By JAMES HERRON
PARIS -- The US government is likely to impose
limits on exports of liquefied natural gas in order to keep its
domestic natural gas prices low, executives from two major oil
companies with operations in the country said on Thursday.
This means that European natural gas prices are
likely to remain much higher than those in the US for years to
come, with negative implications for the competitiveness of European industry, they said.
Natural gas prices in the US have fallen to
10-year lows because of a boom in production of gas trapped in
shale rock. The US government "wants to keep this surplus to
keep the price down," in the long term, said Christophe de
Margerie, chief executive of France's Total, at the
Petrostrategies conference in Paris.
Several companies are planning to build plants
that would convert some of this domestic surplus of gas into
LNG that could be shipped internationally.

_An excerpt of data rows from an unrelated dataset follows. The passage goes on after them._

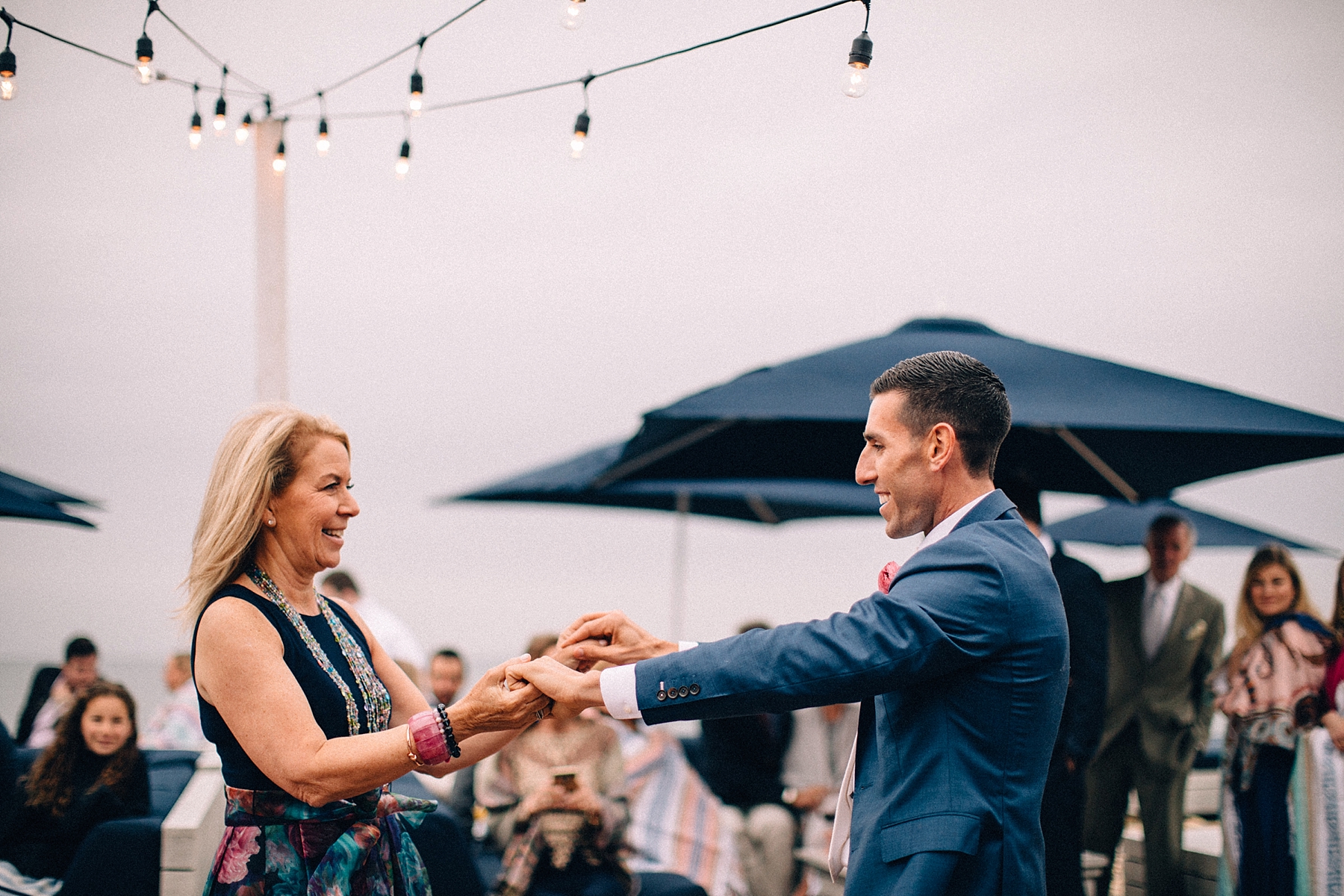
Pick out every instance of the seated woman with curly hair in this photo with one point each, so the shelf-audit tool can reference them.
(92, 773)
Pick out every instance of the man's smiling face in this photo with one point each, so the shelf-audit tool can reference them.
(895, 464)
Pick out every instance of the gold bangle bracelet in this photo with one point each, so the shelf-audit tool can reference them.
(410, 750)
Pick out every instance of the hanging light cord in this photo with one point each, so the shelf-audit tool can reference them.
(120, 62)
(155, 7)
(589, 77)
(418, 43)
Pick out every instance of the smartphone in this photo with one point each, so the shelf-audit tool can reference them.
(566, 778)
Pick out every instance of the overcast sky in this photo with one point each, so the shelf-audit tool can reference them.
(1155, 183)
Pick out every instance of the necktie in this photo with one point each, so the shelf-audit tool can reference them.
(839, 855)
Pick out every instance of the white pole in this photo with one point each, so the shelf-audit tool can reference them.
(272, 358)
(679, 561)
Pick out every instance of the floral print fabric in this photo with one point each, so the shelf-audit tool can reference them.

It isn't official policy, but the US Department of
Energy "will limit exports to keep pressure downwards [on
natural gas prices] in the US," said de Margerie. European gas prices are therefore
likely to remain at a significant premium to those in the US,
This could benefit US industry because "low
prices for natural gas offer manufacturers a powerful
competitive advantage," said Mark Williams, the downstream
director for energy giant Royal Dutch Shell.
If natural gas prices remain cheap in North
America, and oil prices remain high, this does mean there is a
great opportunity for natural gas to gain market share in the
transport sector, Williams said.
"Liquefied natural gas offers great potential
as a transport fuel," he said.
Shell plans to build a network of LNG refuelling stations for
trucks across Canada, he said. It is also looking at sites in
Texas and Louisiana where it could build facilities that would chemically
convert natural gas into diesel, Williams said.
Both projects would be major multi-year
investments and require new infrastructure, he said. For this
reason, it is hard to predict how big a role natural gas will
play in North American road transport, he said.